Car il faut bien que cesse le jeu trouble des hommes politiques qui ont du mal à mobiliser en temps normal. Et qui sautent sur toutes les occasions de ce genre pour se rendre populaires aux yeux de l’opinion publique qui n’est d’ailleurs pas dupe. Elle sait généralement faire la part des choses et comprendre que ceux qui étaient sortis hier, pour être témoins de cet heureux événement à la place Jean Paul II, n’étaient pas que des militants d’un même parti. Mais des populations de tous bords soucieuses de leur bien-être social, économique, environnemental et politique.
Le président Ouattara gagnerait à mettre en pratique son propre appel à la paix
Et le président Ouattara ne croit pas si bien dire lorsqu’il invite les Ivoiriens, notamment ceux du centre, à « arrêter les querelles de chapelle et de personnes (parce que) la Côte d’Ivoire a besoin de paix ». Il dit espérer que cet appel sera « entendu par toutes les populations du centre et de la Côte d’Ivoire ».

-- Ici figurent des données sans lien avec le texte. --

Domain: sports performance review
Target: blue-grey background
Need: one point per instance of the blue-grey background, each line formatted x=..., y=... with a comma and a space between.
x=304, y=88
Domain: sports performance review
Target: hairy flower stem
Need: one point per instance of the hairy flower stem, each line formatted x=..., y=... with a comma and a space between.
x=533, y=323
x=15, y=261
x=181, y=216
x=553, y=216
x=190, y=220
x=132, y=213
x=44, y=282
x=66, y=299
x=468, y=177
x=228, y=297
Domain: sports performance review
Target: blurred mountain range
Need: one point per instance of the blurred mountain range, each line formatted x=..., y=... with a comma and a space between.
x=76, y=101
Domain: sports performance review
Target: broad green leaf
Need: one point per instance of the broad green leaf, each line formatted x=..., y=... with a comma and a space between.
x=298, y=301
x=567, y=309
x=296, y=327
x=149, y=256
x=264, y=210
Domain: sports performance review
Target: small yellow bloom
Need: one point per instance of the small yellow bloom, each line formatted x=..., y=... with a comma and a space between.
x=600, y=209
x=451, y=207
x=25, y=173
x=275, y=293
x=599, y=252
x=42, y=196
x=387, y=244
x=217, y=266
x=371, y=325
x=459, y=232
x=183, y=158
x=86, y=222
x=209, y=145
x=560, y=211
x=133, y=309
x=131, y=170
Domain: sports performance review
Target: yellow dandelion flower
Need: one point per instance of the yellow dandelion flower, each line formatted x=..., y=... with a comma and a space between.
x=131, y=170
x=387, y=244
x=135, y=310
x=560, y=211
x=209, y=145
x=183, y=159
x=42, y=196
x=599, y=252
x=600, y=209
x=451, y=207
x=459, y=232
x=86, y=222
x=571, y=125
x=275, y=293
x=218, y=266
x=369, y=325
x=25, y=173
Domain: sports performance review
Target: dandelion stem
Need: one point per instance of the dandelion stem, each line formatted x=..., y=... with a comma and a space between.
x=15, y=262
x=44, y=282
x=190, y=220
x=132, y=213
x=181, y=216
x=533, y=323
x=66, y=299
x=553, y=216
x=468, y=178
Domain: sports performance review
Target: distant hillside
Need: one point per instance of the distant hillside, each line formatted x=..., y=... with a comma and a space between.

Un appel qui gagnerait à être entendu par ses propres militants du RHDP unifié qui sillonnent le pays à dénigrer les militants des autres partis. Et à stratifier les Ivoiriens en oiseaux de mêmes plumages ou non, en fer ou en aluminium, etc. Ces attaques sont orientées singulièrement contre les militants du Pdci-Rda qui ont commis le crime de lutter contre la dissolution de leur parti. De refuser toute autre alliance de dupes avec le Rdr. Et de s’allier à d’autres formations politiques dont le FPI.
Enfin, le président Ouattara gagnerait lui-même à mettre en pratique son appel d’hier à travers une vraie politique de réconciliation nationale et de paix sincère. Toute chose que l’opposition l’accuse d’avoir échouée en déclarant systématiquement la guerre à tous ceux qui ne partagent pas sa vision.
En cela, on ne parlera jamais assez de la tristement célèbre politique du « tabouret » et du «rattrapage ethnique » qu’on n’a plus besoin d’expliquer. C’est la pire forme d’exclusion entre des citoyens d’un même pays. Elle est totalement contraire à la volonté de paix et de réconciliation nationale.